# Math Help - I am getting approximalte half what the answer should be (Related Rates Problem)

1. ## I am getting approximalte half what the answer should be (Related Rates Problem)

I am having trouble with this question but I believe it's a small mistake because I get approximately half of what the answer should be. I attached my work.

Question: "A ladder 10 ft long leans against a vertical wall. If the bottom of the ladder slides away from the base of the wall at a speed of 2 ft/s, how fast is the angle between the ladder and the wall changing when the bottom of the ladder is 6ft from the base of the wall?

Any help would be greatly appreciated!

2. Originally Posted by s3a
I am having trouble with this question but I believe it's a small mistake because I get approximately half of what the answer should be. I attached my work.

Question: "A ladder 10 ft long leans against a vertical wall.

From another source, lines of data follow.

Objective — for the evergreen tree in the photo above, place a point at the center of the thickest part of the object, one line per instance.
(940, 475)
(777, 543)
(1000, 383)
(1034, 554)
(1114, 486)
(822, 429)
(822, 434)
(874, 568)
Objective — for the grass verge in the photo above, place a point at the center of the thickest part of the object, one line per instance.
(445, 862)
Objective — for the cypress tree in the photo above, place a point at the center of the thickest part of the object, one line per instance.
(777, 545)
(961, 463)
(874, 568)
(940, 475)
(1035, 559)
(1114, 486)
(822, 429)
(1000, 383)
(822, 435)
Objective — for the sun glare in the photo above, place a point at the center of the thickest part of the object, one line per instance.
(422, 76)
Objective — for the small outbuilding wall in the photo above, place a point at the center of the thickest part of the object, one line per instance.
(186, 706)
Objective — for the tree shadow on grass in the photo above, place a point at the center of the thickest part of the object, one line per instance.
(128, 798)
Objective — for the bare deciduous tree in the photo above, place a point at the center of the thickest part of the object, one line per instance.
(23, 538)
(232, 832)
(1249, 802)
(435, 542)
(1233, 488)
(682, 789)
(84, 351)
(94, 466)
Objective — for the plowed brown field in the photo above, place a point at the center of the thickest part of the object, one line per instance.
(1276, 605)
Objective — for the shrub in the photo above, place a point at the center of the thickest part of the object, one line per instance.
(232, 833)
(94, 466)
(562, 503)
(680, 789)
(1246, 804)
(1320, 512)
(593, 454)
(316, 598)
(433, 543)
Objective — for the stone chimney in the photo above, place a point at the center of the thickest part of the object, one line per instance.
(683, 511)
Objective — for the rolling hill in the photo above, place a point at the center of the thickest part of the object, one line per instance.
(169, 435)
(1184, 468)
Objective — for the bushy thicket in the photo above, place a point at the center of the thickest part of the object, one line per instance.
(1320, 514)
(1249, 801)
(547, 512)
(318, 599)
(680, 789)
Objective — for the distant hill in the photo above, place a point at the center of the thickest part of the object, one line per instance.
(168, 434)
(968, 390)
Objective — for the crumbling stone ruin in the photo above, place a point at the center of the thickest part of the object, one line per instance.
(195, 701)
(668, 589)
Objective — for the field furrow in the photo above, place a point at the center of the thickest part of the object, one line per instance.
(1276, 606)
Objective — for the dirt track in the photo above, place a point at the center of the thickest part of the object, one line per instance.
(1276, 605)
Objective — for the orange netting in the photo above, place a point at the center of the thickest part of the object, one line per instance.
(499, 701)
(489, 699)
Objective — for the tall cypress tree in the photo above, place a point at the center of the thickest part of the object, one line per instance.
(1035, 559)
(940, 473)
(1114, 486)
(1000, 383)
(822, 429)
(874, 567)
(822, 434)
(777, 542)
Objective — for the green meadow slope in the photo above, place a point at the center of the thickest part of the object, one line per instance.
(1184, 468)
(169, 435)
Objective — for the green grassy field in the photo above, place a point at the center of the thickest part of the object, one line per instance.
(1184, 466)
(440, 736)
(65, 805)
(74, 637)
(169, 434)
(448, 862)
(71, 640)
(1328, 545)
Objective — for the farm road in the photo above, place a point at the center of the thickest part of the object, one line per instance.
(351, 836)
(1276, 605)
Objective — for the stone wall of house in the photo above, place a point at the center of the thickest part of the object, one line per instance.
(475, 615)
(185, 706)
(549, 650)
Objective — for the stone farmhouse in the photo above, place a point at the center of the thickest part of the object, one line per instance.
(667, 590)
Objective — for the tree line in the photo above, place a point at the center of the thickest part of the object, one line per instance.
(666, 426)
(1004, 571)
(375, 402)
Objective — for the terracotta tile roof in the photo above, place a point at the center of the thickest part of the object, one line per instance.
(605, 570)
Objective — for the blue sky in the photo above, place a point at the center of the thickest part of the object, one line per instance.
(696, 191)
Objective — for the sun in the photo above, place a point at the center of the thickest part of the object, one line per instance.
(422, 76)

If the bottom of the ladder slides away from the base of the wall at a speed of 2 ft/s, how fast is the angle between the ladder and the wall changing when the bottom of the ladder is 6ft from the base of the wall?

Any help would be greatly appreciated!
let $\theta$ = angle between the ladder and the wall

$\sin{\theta} = \frac{x}{10}$

$\cos{\theta} \cdot \frac{d\theta}{dt} = \frac{1}{10} \cdot \frac{dx}{dt}$

$\frac{8}{10} \cdot \frac{d\theta}{dt} = \frac{2}{10}$

$\frac{d\theta}{dt} = \frac{2}{10} \cdot \frac{10}{8} = \frac{1}{4}$ rad/s

3. So my mistake was that SINE is what determines "THE ANGLE BETWEEN THE LADDER AND THE WALL?" Also, I now see the ladder is a constant and the x is not. Thanks.

4. Originally Posted by s3a
So my mistake was that SINE is what determines "THE ANGLE BETWEEN THE LADDER AND THE WALL?"
I don't know ... I don't do downloads on public message forums anymore.

5. Oh, well thanks still but if you didn't know, choosing to open rather than save pdf files would just store them into the hard drive temporarily.